The most recent projections display that many are now expecting a drop of around twenty percent, the result of the strongest and most disruptive El Nino weather pattern to hit Southeast Asia in the past two decades.
The upcoming harvest may only bring in 560,000 metric tons of coffee, compared to 700,000 tons this year.
Speaking on the data (that was originally published by Bloomberg), the U.S Department of Agriculture said that this forecasted drop would be the ‘steepest decline’ that the Indonesian coffee industry has seen since 2006-07.
“Dryness in Indonesia is textbook El Nino,” said the commodities analyst Carlos Mera Arzeno. Arzeno, who works for Rabobank, echoed estimations of a twenty percent decline in production and, in some way, admitted it could turn out worse than many people fear.
Plantations and farms at altitude, so far, have escaped the worst of the weather. Nevertheless, crops in lower lying areas, such as those in the key regions of Lampung, Sumatra and Java, are facing devastation and extensive damage by the prolonged drought that has blanketed the area.

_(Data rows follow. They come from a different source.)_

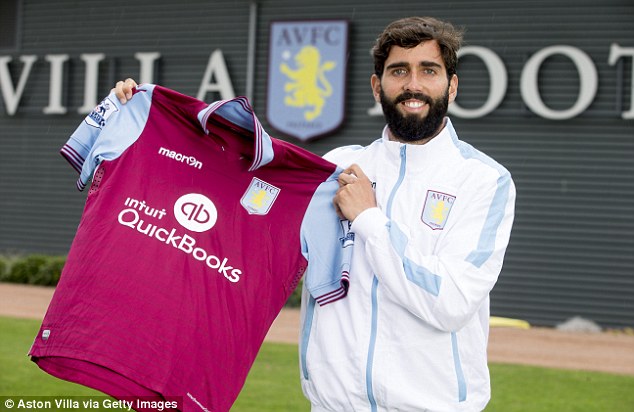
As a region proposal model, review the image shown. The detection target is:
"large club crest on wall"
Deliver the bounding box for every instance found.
[267,20,349,141]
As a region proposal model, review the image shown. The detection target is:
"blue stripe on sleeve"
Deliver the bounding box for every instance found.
[388,221,441,296]
[466,173,511,268]
[448,124,512,269]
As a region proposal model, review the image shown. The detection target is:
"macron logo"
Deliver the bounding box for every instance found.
[159,147,203,170]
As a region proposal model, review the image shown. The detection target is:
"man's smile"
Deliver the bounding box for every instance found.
[401,99,429,113]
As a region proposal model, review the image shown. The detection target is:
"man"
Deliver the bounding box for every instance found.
[114,16,515,411]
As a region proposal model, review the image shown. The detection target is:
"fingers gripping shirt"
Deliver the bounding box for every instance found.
[31,85,350,412]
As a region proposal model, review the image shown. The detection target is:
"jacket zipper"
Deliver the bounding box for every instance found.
[365,145,408,410]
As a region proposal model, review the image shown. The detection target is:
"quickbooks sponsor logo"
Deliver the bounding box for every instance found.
[158,147,203,169]
[117,195,241,283]
[174,193,217,233]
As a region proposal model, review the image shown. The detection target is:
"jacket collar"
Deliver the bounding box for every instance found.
[379,118,458,171]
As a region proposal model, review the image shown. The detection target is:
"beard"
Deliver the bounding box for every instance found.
[380,88,449,143]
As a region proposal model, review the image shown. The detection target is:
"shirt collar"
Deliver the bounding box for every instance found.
[198,97,274,171]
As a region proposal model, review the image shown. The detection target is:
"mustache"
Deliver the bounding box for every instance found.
[394,91,432,105]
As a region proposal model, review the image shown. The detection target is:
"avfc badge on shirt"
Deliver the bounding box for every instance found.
[241,177,281,215]
[421,190,456,230]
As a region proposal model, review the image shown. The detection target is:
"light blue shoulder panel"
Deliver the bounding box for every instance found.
[62,84,155,190]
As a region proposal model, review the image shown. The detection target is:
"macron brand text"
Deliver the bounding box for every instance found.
[159,147,203,169]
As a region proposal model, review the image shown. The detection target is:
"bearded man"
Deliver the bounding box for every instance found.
[301,16,516,412]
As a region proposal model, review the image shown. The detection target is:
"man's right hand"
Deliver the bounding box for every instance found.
[333,164,377,222]
[111,78,138,104]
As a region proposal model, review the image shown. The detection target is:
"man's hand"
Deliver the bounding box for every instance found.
[333,164,376,221]
[111,78,138,104]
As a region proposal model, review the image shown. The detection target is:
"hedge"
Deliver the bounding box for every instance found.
[0,255,66,286]
[0,254,303,307]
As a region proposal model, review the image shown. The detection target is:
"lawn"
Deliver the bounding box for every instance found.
[1,316,633,411]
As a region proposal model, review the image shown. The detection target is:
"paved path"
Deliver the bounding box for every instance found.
[2,282,633,376]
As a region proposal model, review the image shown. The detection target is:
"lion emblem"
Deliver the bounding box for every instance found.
[280,46,336,121]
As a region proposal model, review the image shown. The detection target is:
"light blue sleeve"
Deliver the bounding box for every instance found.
[60,84,155,190]
[300,168,353,306]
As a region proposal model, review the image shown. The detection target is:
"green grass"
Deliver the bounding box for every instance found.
[487,364,634,411]
[2,316,633,411]
[0,316,103,397]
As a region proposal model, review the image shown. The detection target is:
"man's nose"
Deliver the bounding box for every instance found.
[403,72,424,92]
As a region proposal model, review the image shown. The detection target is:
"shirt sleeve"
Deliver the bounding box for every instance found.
[300,171,353,306]
[60,85,154,191]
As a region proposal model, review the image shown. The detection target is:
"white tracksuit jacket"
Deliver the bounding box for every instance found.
[299,119,516,411]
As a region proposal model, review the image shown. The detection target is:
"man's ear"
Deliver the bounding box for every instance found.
[371,74,381,103]
[448,74,458,104]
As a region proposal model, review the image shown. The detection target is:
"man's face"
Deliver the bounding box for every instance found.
[371,41,458,144]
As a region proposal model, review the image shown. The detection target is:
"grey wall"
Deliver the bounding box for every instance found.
[1,0,632,327]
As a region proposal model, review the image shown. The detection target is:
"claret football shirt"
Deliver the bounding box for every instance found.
[29,85,350,412]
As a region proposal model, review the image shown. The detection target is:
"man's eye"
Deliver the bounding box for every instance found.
[392,68,407,76]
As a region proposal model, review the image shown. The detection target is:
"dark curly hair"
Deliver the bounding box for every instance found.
[372,17,464,80]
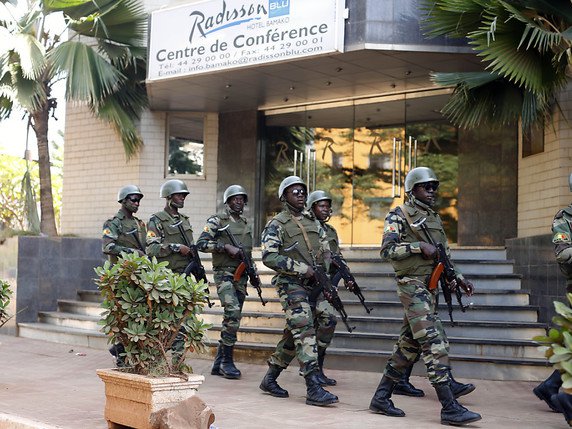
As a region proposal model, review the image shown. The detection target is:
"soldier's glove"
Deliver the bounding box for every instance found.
[457,278,475,296]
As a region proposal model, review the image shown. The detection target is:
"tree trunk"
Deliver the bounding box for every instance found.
[31,107,58,237]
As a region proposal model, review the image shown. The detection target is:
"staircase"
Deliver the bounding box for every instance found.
[17,247,551,381]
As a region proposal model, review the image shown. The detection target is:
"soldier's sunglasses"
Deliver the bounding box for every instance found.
[289,189,306,196]
[127,196,142,203]
[417,182,439,192]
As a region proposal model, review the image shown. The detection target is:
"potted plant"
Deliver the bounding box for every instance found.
[534,293,572,391]
[95,252,211,429]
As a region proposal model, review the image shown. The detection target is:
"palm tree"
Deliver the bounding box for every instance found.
[422,0,571,132]
[0,0,148,236]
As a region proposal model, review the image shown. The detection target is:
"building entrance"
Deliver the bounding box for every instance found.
[261,91,460,246]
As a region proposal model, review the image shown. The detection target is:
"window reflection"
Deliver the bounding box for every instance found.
[167,113,204,177]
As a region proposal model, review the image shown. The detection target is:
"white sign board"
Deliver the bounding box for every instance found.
[148,0,345,81]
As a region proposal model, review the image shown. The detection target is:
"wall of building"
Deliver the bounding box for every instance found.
[518,84,572,237]
[457,125,518,245]
[61,106,219,238]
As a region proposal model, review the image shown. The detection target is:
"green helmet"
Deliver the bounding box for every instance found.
[404,167,439,193]
[307,190,331,208]
[223,185,248,204]
[160,179,189,198]
[278,175,307,198]
[117,185,143,202]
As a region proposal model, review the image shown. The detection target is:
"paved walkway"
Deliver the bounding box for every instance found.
[0,334,566,428]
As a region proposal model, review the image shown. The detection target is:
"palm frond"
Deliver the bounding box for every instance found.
[10,33,45,79]
[93,96,143,158]
[49,40,124,102]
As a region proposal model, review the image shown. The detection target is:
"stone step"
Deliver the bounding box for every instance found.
[235,298,538,322]
[205,324,544,359]
[17,322,108,350]
[200,311,548,340]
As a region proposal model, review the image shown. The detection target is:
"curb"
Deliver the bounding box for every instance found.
[0,413,63,429]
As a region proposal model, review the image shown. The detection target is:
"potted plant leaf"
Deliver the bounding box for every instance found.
[0,279,12,328]
[533,293,572,391]
[95,252,211,429]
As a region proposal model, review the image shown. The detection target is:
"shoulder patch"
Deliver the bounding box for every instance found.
[147,230,157,239]
[384,224,398,234]
[554,232,570,243]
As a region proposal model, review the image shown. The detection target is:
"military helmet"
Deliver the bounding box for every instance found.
[223,185,248,204]
[307,190,331,208]
[278,175,307,198]
[117,185,143,202]
[404,167,439,193]
[160,179,189,198]
[569,173,572,192]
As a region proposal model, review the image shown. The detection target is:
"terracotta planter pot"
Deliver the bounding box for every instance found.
[97,368,205,429]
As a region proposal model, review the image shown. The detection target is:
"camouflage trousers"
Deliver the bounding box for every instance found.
[214,269,247,347]
[267,278,337,376]
[384,276,450,385]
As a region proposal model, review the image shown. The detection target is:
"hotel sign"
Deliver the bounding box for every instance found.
[148,0,345,80]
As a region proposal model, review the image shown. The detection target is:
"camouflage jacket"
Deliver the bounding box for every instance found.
[381,200,462,279]
[146,209,194,273]
[261,209,330,280]
[552,205,572,281]
[102,210,146,262]
[196,209,253,269]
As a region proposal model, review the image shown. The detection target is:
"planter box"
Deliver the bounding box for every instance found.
[97,368,205,429]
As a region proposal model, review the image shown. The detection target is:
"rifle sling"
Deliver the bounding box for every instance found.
[289,215,317,266]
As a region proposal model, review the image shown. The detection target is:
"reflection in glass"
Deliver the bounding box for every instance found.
[167,113,204,177]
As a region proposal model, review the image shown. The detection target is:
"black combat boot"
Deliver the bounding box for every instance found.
[369,376,406,417]
[220,344,241,379]
[551,393,572,427]
[109,343,126,368]
[316,347,337,386]
[259,364,289,398]
[533,370,563,412]
[305,370,339,406]
[210,343,224,376]
[393,365,424,397]
[448,369,476,399]
[435,382,482,426]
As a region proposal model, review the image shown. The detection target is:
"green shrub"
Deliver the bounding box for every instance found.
[95,252,211,377]
[534,293,572,391]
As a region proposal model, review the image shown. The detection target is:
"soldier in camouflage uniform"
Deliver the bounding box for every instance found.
[196,185,252,380]
[305,190,342,386]
[102,185,147,367]
[146,179,195,363]
[259,176,338,407]
[533,173,572,422]
[102,185,146,263]
[369,167,481,426]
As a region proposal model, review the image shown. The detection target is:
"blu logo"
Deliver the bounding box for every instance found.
[269,0,289,18]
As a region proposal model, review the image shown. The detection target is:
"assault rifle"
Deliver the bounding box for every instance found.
[313,264,355,332]
[411,218,468,324]
[220,225,267,306]
[171,220,214,308]
[285,241,355,332]
[330,254,372,314]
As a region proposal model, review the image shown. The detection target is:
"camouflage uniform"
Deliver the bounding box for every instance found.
[553,205,572,290]
[102,210,146,263]
[316,222,339,348]
[196,209,251,346]
[261,209,331,376]
[146,210,194,274]
[381,200,464,385]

A substantial decrease of coffee from Indonesia reaching the export market could have a positive effect on pricing, however.
“We expect robusta prices to go up to above $1,580 a ton by mid-2016, as a double-whammy of a lower robusta crop in Brazil and Indonesia hits the market from April onward,” Arzeno added.
According to Volcafe, the global market could face a shortage of 100,000 bags across the 2015-16 growing season.
Of course, Andrea Illy, the chairman and chief executive of Illycafe, warned that such shortages would become commonplace as consumer demand increases at the same time global warming reduces harvests. “We don’t know where this coffee will come from,” he said at last year’s Global Coffee Forum.
Robusta prices on the ICE Futures Europe exchange rose slightly on Tuesday morning, partly in response to the forecasts emanating from Southeast Asia.